The Barriers To Entry on Data Are Lower Than Ever

Like everyone else helping customers navigate the fast moving waters of Data and AI, I have been following the new technologies and products that are springing up around Generative AI.  The thing that has struck me as most profound is how the conversation is really being led by the hyperscalers.  Sure OpenAI was the first vendor to break the technology, but with their Microsoft Partnership they quickly became part of the Hyperscaler arms race.  Amazon followed with Bedrock and Google with Bard and Vertex and while there are lots of niche players, it’s clear that the cloud providers will play the pivitol role.

This struck me as interesting because it represents a shift for the hyperscalers from being infrastructure companies that occasionally sell a platform to being true platform companies where almost no one comes to them for “just” infrastructure.  Relatively few firms (outside of technology companies) are trying to build their Generative AI stack from scratch without leveraging the ecosystem of one of the hyperscalers which makes those hyperscalers competition more with Teradata or Cloudera then Dell or Nvidia.  While this sticks out in Generative AI because it’s new and there aren’t any established players, it’s actually a trend that has been gradually emerging across data and AI (other places as well, but that’s not my focus today).

I’ve noticed the trickle releases of Azure Fabric, Amazon Sagemaker, and the dozens and dozens of other data tools released by the hyperscalers, but it wasn’t until I was preparing this article that I realized how complete the hyperscaler offerings have become.  Take a look at the chart above on “Cloud Platforms are Quickly Becoming the Leading Data Platform Providers”.  I looked at Gartner’s major data categories and mapped where there were offerings from each provider.  You’ll notice that the hyperscalers actually have enough data technology that for many use cases you don’t need Cloudera or Teradata or even niche add-ons like data masking.  The only clear exception I noticed was in Data Quality.

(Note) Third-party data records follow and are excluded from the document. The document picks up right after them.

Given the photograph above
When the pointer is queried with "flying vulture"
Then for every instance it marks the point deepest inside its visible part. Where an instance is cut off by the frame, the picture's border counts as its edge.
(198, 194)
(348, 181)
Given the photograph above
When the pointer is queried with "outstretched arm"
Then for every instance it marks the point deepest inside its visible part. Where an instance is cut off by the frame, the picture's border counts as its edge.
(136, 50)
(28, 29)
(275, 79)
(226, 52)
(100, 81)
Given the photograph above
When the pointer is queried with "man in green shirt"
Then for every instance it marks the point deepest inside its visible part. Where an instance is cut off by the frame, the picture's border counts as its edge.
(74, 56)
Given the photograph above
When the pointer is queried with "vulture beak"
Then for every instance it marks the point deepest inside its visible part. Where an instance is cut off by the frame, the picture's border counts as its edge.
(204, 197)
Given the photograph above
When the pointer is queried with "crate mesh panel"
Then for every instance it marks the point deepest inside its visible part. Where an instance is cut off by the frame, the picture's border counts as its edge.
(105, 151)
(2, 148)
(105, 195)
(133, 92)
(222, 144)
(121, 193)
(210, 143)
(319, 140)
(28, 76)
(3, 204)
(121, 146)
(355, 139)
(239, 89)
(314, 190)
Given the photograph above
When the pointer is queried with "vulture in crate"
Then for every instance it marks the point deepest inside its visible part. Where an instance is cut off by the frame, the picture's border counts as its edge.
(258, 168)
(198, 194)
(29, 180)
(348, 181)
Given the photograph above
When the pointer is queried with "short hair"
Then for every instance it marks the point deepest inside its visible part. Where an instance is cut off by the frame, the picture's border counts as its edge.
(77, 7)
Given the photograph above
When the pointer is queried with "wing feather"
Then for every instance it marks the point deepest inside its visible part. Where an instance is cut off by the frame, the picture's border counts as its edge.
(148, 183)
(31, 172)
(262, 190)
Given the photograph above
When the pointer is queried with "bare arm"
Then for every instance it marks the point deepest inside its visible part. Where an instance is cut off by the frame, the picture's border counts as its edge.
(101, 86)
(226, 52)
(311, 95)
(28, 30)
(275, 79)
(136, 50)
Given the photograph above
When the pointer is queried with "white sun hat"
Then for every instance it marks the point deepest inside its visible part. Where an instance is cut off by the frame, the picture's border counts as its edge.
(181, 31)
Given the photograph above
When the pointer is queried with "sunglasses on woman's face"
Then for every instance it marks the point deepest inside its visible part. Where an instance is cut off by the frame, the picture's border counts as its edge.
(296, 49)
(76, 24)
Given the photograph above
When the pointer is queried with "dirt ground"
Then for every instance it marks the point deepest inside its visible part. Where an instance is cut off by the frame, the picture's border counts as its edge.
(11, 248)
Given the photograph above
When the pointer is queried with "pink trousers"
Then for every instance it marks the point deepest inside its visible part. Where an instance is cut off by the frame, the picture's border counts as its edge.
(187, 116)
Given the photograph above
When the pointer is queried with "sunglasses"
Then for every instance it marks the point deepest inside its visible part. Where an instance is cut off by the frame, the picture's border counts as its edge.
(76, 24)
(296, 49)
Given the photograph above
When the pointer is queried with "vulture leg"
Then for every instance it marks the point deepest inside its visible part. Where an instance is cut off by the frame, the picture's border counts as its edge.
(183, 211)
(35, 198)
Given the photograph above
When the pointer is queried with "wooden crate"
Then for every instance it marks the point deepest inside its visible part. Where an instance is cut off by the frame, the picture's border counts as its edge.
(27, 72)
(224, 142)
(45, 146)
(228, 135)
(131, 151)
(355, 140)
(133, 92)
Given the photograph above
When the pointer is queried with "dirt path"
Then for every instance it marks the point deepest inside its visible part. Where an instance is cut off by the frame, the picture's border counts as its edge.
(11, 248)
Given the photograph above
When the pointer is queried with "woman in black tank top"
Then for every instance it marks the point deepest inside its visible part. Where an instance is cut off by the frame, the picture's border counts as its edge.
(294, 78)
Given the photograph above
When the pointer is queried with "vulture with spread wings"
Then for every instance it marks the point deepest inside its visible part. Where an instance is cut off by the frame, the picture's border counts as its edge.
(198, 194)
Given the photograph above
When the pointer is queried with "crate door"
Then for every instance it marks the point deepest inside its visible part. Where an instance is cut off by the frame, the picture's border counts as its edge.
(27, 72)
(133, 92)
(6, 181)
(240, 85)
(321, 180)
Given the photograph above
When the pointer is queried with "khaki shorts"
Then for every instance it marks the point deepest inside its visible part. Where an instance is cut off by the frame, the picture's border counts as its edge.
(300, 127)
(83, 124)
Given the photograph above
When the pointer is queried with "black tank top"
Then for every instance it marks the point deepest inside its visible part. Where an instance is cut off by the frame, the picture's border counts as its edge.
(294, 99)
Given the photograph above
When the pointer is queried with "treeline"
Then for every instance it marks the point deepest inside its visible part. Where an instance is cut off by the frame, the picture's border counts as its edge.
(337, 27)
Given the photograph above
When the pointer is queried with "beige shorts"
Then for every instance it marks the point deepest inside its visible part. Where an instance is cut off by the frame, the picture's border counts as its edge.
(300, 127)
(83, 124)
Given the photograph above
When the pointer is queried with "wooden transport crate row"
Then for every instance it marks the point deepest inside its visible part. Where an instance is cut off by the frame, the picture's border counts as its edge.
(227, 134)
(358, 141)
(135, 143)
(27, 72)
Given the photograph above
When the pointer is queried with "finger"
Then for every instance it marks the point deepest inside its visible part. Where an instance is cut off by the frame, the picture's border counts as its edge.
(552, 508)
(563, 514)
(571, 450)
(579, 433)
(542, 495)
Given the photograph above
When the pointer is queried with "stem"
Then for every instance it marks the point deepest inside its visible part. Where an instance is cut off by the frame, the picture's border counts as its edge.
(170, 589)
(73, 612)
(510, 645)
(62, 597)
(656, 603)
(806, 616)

I told you that story to get to this one.  This has enormous ramifications for firms that previously shyed away from getting into Big Data and AI because they couldn’t generate sufficient ROI from their use cases to offset the giant costs of specialized hardware and software.  Because the Cloud Providers charge by the hour for what you actually use, the initial barrier to entry around hardware and software purchasing is nearly completely gone.  You can create a project budget for an individual initiative even if you only have one use case.

I attempted to illustrate this in the chart above, “This means you can buy AI Use Cases One at a Time”.  As with most things in the cloud, if you have sufficient workload, and can manage it efficiently, it is often cheaper to run on premise.  Where this is transformative is for organizations that only have a few Big Data use cases either because of their size or because of their industry.